My wife has a residency visa on my sponsorship. She was here till 2009-end and then went back home for some time. While there, she changed her name to include my family name in her surname.

So she now has a new passport with a slightly different name - if earlier she was Jane Doe, now she is Jane Doe Smith and the visa is still on her old passport.

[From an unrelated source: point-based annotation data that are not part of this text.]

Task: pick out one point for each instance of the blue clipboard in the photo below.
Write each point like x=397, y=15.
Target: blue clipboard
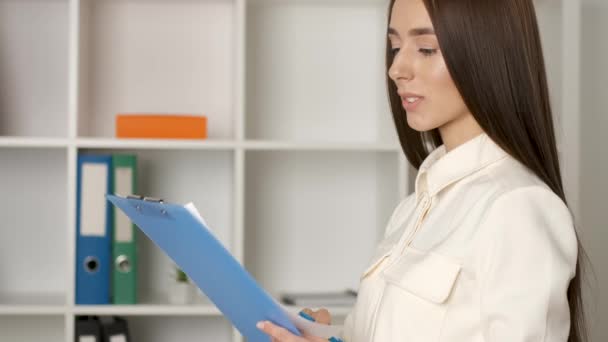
x=191, y=245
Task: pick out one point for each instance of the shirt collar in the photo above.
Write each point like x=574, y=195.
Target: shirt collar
x=441, y=169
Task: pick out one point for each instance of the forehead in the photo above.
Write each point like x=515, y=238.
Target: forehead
x=407, y=14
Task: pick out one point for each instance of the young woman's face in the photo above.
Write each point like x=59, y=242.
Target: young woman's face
x=427, y=91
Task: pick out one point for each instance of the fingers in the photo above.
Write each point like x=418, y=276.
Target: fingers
x=320, y=316
x=277, y=333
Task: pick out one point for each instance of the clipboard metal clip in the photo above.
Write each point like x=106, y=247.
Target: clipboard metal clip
x=155, y=200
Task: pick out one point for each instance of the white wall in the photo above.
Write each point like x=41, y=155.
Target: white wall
x=594, y=159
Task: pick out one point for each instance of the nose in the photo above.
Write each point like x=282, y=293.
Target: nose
x=400, y=68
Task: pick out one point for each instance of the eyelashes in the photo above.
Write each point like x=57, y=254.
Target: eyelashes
x=423, y=51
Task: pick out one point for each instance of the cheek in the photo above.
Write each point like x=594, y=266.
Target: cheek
x=444, y=101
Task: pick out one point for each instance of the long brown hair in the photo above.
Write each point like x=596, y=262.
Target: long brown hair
x=492, y=50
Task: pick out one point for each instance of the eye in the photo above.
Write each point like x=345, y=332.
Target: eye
x=427, y=52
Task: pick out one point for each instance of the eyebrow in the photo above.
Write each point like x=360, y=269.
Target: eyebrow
x=419, y=31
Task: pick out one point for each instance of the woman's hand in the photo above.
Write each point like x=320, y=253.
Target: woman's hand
x=320, y=316
x=279, y=334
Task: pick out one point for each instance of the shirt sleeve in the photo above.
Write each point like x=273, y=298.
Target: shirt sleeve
x=525, y=265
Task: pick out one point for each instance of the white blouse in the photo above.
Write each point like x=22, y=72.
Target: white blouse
x=482, y=251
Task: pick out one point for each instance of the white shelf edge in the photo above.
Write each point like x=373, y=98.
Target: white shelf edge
x=147, y=310
x=32, y=310
x=268, y=145
x=33, y=142
x=176, y=144
x=170, y=144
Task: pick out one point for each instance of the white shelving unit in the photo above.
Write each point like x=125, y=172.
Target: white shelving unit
x=299, y=175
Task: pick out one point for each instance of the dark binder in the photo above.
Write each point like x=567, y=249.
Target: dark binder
x=115, y=329
x=88, y=329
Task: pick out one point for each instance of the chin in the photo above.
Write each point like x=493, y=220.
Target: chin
x=417, y=123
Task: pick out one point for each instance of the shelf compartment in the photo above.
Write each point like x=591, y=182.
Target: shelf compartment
x=34, y=68
x=159, y=57
x=33, y=248
x=204, y=178
x=15, y=304
x=33, y=328
x=189, y=329
x=305, y=208
x=289, y=94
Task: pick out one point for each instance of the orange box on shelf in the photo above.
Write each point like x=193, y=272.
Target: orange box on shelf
x=161, y=126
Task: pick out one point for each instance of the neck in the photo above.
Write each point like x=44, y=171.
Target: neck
x=459, y=131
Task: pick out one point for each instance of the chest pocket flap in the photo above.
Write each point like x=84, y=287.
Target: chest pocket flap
x=426, y=274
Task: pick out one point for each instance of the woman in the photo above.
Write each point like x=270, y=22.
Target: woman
x=485, y=249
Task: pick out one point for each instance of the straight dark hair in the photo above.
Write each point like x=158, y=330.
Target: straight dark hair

Will she face problems while entering the UAE ? Will we have to get another visa for her ?

Thanks for any tips


----------



## mrbig (Sep 10, 2009)

rsinner said:


> Okay heres the deal.
> 
> My wife has a residency visa on my sponsorship. She was here till 2009-end and then went back home for some time. While there, she changed her name to include my family name in her surname.
> 
> ...


contact your embassy. And make sure to have all your documentation handy. ie marriage cert 
good luck my friend


----------



## BerndinDubai (Jan 8, 2010)

They will staple the two passports together. I arrived with a passport which was nearly expired. Got a new passport from the australian consulate and my residency visa is in the new passport. They stapled both pasports together. I suggest she arrives with both passports and your marriage certificate.





rsinner said:


> Okay heres the deal.
> 
> My wife has a residency visa on my sponsorship. She was here till 2009-end and then went back home for some time. While there, she changed her name to include my family name in her surname.
> 
> ...


----------



## rsinner (Feb 3, 2009)

Have talked to my co. PRO and he said it should not be a problem but I wanted to check with someone with a similar experience in the past.
We will definitely have both the passports and the marriage certificate with us. I was worried about the name change aspect more though

Thanks for the replies !


----------